Lord Loven- Coffey (NC) c.1920 Sutton/ Brown D

Lord Lovel- Coffey (NC) 1920 Brown D

[My date. From the Brown Collection of NC Folklore; Vol. 2, 1953. The editors' notes follow. Brown D is two versions; no text is provided for Becky Gordon's version (Da). The Coffey text (Db) is only one stanza but it's the rare, "That's too long" stanza found i nthe older versions of the ballad and not in the broadside/print versions.

R. Matteson 2015]


Lord Lovel (Child 75)

Possibly it is the very simplicity of the sentiment that has made this ballad so persistent a favorite; certainly it has little else (unless, perhaps, the tune) to commend it. For its range since Child's time, both in the old country and in America, see BSM 52. To  the texts there listed should be added Kentucky (BTFLS iii 92),  Tennessee (SFLQ xi 124-5), North Carolina (FSRA 27-8), Florida (SFLQ viii 150-2), Missouri (OFS i 113-15). Ohio (BSO 39-45), Indiana (BSI 79-91), and Michigan (BSSM 27-8). The texts vary but little, going back, perhaps in all cases, to a London broadside of a hundred years ago, Child's H. To the variations  in the name of the church whose bells announce the death of  the lady, some of which are listed in BSM, North Carolina adds  one more, "St. Banner's" (version B below). For the most part  the church is not named in the North Carolina texts; Lord Lovel  returns to "Cruel Clark's" (A), to "London Tower" (C), to "London town" (D F G) and hears the bells, but the church is not  named. For an adaptation to the purposes of political satire during  the Civil War, see volume 111, section ix.

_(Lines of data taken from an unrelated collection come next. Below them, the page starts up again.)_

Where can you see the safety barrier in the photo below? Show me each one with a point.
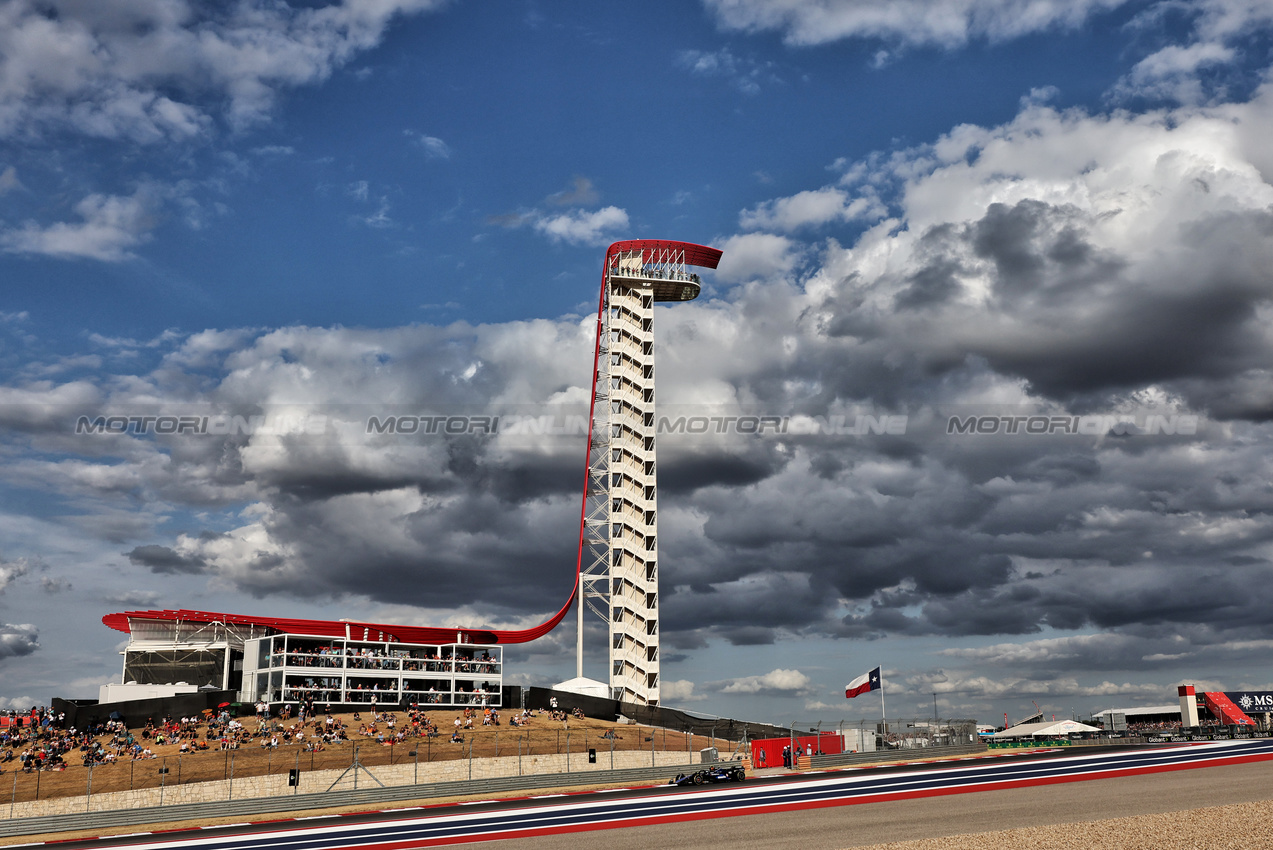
(907, 753)
(369, 797)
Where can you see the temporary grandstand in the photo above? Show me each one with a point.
(275, 659)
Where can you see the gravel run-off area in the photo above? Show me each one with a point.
(1241, 826)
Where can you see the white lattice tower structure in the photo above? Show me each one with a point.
(619, 528)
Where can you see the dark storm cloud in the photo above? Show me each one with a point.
(163, 559)
(17, 640)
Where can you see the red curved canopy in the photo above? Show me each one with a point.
(336, 627)
(695, 255)
(652, 251)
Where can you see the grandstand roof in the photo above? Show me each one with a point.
(339, 627)
(1141, 710)
(1045, 729)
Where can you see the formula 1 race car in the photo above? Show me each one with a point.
(708, 775)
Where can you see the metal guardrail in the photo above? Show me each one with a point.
(330, 799)
(907, 753)
(401, 793)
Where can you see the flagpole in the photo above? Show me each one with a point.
(882, 715)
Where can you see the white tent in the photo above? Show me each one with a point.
(1045, 729)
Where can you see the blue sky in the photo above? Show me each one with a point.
(928, 209)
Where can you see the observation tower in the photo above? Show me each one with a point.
(619, 521)
(616, 570)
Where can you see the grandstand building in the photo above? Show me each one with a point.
(278, 661)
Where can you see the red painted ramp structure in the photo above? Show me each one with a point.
(1223, 710)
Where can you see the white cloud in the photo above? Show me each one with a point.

The texts are so much alike that only a few are given in extenso.

Da. 'Lord Level.' As sung for Mrs. Sutton by Mrs. Becky Gordon of  Cat's Head, Saluda Mountain, Henderson county, in 1920 or thereabouts.  Again a representative text, with the opening of the coffin and the  kissing of her clay-cold lips, but without the rose-and-brier ending. In  her account of getting it Mrs. Sutton gives a most interesting picture  of the region and especially of the ruins of a fine place built before the  Civil War, when the South Carolina planters used to come up to this  mountain country for the hot weather.

Db. 'Lord Loven.' Mrs. Sutton notes that the song  was sung also by "Aunt Nancy Coffey, who lived in the Grandfather section of Caldwell," with the addition of a stanza after Lord Loven (as Aunt Nancy called him) tells how long he will be gone:

'That's fur too long,' Lady Nancybelle said,
'That's fur too long.' said she.
'You're apt to furget Lady Nancybelle
And take up with some other lady.'

Aunt Nancy took a pessimistic view of the other sex.